Milano, 22 giugno 2023 – Il ricordo di quel pomeriggio di maggio, nel 2007, è ancora vivo, a distanza di 16 anni. "Ero una studentessa universitaria di 20 anni e mi sentivo fortunata – spiega Daniela, nome di fantasia – perché avevo l’occasione di conoscere un volto noto della pubblicità, un personaggio famoso nell’ambiente”.
L’incontro trappola
Un incontro che si è rivelato una trappola. Daniela è una delle ragazze cadute nella rete del professionista del settore accusato di essere un “molestatore seriale”, e ha deciso di rompere il silenzio. “All’epoca frequentavo l’università – racconta – e avevo partecipato a un’iniziativa dell’Art Directors Club Italiano rivolta agli studenti. Lui mi contattò via email sostenendo di avere una proposta lavorativa da farmi. Ci siamo incontrati per un caffè al bar Magenta, a Milano, e lui mi ha mostrato alcuni fogli su una campagna per griffe dell’alta moda. A un certo punto ha abbassato la voce e ha detto che, trattandosi di una campagna top secret, bisognava parlarne in un luogo sicuro. Siamo usciti, mi ha chiesto di salire sul suo scooter ed è partito. All’inizio non sospettavo nulla, ma ho iniziato a innervosirmi quando ha preso la tangenziale e mi ha portata nel parcheggio di un parchetto isolato”. E, a quel punto, sono iniziati gli approcci.
L’approccio pesante
"Lui si è messo a straparlare, diceva: “Se sarai carina con me, come tante altre ragazze, avrai buone opportunità di lavoro“. Mi metteva le mani sulle spalle e sulla gonna – spiega – non riuscivo a reagire, poi ho iniziato a indietreggiare fino a quando sono arrivata fino al ramo di un albero. Ho visto che stavano arrivando delle persone, e gli ho chiesto di portarmi subito a casa. Durante il viaggio in scooter, a ogni semaforo, mi toccava le gambe, diceva: Mi piace quando mi sbatti addosso”. Daniela ha avuto l’accortezza di farsi lasciare altrove, per evitare di fargli conoscere il suo indirizzo di casa. Poi, una volta al sicuro fra quattro mura, lo choc.
Lo choc
“Non capivo – racconta – e mi sentivo una m***. A un certo punto sono scoppiata a piangere, ho buttato via i vestiti che indossavo”. Il giorno dopo la vittima si è confidata con un’amica, che l’ha spinta a presentarsi dai carabinieri. "Quando sono andata in caserma ho raccontato tutto – prosegue – ma il carabiniere in servizio mi ha dissuasa dallo sporgere denuncia, dicendo che si trattava della mia parola contro la sua, che probabilmente sarebbe finito tutto in nulla.

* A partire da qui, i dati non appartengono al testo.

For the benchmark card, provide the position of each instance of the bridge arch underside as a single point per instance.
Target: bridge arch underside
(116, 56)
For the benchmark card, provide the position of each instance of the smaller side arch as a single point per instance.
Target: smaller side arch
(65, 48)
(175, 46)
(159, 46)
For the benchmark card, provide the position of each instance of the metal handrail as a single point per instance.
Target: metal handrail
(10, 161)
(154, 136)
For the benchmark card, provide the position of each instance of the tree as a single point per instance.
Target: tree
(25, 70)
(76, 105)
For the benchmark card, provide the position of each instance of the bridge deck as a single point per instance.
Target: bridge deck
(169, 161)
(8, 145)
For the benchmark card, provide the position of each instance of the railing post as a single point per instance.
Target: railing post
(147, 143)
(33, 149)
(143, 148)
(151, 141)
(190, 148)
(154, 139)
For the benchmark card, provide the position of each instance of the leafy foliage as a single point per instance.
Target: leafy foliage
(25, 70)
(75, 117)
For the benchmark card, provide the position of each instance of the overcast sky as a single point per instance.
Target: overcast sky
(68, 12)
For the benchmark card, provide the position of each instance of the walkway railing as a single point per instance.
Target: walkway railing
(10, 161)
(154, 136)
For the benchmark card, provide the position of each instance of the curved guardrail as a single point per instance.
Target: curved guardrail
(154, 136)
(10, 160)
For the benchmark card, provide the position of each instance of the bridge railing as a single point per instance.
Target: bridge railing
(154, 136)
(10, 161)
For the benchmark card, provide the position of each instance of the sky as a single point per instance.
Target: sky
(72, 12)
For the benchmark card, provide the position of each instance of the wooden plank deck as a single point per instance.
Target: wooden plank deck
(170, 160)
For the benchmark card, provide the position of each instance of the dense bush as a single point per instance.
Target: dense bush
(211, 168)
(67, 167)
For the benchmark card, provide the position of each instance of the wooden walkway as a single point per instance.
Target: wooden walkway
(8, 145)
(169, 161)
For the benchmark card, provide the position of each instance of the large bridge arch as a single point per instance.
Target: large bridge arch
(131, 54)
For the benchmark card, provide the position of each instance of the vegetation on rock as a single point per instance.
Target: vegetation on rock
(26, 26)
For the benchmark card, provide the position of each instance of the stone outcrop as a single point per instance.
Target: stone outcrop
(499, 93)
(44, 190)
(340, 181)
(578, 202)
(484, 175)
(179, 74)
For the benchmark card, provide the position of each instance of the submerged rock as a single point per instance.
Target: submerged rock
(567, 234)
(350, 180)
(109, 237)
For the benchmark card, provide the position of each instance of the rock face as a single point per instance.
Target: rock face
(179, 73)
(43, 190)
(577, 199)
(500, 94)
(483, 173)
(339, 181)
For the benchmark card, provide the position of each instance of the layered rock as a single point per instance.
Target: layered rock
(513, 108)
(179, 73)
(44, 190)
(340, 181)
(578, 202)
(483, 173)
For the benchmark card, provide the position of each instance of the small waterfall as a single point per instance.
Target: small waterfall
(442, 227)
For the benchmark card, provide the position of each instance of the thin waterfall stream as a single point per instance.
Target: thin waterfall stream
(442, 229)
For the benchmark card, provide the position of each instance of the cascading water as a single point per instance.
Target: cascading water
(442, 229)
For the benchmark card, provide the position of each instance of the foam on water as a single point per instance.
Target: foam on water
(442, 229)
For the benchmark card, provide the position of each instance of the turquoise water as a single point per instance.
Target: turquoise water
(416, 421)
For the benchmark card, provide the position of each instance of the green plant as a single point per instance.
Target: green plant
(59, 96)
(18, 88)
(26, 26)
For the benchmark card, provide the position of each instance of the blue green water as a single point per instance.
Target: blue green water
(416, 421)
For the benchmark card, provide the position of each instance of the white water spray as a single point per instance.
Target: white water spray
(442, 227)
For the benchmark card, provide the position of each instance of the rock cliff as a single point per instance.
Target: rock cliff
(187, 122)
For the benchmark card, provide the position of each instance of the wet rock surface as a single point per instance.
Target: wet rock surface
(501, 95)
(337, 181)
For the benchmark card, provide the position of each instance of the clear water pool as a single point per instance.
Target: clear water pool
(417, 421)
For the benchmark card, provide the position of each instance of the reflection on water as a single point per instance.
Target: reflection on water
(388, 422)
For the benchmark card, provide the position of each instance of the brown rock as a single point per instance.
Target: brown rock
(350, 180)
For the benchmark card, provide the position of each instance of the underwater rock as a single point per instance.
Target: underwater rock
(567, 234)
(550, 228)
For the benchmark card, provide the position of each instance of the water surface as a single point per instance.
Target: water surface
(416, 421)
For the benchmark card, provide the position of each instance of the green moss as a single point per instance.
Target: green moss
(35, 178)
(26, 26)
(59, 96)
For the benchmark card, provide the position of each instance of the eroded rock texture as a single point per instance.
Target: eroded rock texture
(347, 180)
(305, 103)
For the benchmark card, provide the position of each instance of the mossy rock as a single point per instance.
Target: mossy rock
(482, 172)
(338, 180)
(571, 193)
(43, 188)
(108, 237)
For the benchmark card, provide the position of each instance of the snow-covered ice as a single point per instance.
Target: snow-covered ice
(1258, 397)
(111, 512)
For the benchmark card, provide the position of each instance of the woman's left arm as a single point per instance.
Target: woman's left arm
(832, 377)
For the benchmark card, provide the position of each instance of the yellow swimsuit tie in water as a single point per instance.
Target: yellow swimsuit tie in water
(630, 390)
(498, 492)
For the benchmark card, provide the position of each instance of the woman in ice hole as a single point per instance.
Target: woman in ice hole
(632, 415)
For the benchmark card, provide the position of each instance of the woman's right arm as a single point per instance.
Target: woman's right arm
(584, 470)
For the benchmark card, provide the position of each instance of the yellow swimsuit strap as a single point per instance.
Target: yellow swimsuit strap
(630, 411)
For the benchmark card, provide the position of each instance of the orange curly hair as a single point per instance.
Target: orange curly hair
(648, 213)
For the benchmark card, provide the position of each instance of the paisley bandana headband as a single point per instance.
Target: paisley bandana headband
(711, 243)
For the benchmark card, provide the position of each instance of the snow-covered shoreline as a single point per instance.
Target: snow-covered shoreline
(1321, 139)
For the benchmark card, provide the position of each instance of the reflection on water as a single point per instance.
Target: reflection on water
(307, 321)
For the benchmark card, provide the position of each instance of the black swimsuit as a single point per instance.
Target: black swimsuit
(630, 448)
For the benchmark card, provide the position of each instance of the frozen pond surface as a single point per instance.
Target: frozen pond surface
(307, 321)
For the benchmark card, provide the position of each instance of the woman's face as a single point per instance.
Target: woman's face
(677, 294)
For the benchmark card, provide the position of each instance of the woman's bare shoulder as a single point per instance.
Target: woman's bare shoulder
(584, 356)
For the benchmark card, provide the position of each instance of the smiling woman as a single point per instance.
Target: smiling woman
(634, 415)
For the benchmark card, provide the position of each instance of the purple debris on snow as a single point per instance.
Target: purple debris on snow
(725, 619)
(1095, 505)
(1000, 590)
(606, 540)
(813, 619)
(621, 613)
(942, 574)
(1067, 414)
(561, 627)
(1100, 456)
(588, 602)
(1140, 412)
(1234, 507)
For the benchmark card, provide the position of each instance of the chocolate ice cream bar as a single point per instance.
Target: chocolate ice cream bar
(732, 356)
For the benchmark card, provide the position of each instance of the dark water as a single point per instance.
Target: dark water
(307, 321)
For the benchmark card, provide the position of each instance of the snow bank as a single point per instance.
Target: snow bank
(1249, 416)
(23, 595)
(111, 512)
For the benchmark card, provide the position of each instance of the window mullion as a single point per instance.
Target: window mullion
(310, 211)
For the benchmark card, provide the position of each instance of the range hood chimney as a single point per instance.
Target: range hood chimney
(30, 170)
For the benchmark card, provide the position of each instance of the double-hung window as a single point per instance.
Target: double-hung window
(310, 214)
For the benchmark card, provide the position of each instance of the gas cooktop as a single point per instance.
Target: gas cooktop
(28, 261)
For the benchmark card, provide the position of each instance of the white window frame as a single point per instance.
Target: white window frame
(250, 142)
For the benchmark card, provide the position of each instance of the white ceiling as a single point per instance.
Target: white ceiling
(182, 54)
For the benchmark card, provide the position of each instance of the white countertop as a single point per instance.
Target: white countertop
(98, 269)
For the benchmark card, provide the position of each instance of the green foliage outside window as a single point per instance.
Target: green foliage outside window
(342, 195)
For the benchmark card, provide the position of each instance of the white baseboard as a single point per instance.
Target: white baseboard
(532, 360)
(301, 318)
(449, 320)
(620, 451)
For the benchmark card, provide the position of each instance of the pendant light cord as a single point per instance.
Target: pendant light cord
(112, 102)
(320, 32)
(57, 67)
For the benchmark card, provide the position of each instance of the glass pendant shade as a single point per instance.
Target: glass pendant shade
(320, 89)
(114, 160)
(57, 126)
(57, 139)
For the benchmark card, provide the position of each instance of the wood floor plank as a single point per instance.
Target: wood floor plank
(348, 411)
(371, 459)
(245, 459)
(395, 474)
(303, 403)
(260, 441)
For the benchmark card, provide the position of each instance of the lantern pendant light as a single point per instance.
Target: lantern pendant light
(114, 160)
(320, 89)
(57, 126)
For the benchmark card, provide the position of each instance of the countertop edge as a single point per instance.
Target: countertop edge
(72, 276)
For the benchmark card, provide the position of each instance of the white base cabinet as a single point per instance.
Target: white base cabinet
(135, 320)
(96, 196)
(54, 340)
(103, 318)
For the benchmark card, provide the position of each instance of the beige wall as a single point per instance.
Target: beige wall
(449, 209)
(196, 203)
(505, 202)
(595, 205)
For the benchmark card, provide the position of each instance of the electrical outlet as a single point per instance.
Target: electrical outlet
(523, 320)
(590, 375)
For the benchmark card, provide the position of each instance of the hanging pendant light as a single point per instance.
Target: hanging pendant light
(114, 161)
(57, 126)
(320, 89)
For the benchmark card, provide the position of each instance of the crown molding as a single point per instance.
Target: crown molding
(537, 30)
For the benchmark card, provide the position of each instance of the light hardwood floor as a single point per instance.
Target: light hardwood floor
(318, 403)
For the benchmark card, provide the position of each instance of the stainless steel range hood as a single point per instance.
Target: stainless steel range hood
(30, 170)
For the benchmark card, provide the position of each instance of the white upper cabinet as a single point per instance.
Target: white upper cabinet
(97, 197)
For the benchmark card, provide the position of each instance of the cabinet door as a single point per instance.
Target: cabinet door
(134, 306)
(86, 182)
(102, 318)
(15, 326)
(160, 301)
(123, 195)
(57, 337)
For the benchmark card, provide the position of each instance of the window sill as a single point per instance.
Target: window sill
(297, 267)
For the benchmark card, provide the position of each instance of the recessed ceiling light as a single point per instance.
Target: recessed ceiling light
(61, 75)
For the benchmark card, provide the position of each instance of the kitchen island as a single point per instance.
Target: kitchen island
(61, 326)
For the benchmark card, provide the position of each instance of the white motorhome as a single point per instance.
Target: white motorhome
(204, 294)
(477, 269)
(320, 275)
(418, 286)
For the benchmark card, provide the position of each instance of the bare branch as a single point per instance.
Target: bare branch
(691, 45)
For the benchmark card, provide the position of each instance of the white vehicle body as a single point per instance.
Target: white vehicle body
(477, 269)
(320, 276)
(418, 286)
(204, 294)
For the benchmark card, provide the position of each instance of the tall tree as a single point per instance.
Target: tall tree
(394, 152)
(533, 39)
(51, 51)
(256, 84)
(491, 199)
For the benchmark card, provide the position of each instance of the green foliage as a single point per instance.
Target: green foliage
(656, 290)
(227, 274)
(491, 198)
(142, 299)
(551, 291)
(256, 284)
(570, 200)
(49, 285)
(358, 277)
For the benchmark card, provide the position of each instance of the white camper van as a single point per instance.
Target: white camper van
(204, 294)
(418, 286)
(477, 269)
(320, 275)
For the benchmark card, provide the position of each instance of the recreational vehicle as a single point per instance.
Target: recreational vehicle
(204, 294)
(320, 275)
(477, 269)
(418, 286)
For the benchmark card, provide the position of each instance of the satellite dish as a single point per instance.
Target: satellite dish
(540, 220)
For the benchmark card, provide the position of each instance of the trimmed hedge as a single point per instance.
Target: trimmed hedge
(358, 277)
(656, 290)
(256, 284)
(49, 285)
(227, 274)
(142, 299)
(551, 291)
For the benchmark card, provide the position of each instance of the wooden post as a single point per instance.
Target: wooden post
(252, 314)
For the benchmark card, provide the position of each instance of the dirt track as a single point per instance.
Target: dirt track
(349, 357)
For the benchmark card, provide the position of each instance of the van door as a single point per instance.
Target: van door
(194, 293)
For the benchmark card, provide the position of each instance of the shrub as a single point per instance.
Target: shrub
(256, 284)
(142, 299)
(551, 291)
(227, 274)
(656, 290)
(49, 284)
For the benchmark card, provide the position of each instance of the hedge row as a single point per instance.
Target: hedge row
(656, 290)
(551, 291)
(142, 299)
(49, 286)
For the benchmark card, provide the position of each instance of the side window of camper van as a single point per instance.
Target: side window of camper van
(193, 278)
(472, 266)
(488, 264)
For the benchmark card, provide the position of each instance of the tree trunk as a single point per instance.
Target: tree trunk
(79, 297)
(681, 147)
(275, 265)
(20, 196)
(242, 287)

A quel punto ho deciso di lasciar perdere. Qualche giorno dopo lui mi ha scritto una email invitandomi a una cena con “clienti importanti“. Io non ho risposto. Ho continuato gli studi ma mi sono tenuta alla larga dal mondo della pubblicità, ho perso la fiducia e non sono più andata ai colloqui di lavoro con la gonna”.
"Ora sporgerei denuncia”
Daniela ora lavora come content creator freelance e nell’e-commerce. Nel 2014, quando hanno iniziato a circolare sui social le testimonianze delle vittime del guru della pubblicità molestatore seriale, è entrata in contatto con altre donne e con Massimo Guastini. "Sono episodi quasi tutti con lo stesso copione – spiega – e se potessi tornare indietro ai miei 20 anni sporgerei denuncia. Magari sarebbe servito per dissuaderlo, gli avrebbe posto un freno, perché dopo di me ha messo le mani addosso ad altre ragazze”. Un consiglio alle vittime? “Denunciare, e non farsi intimorire”.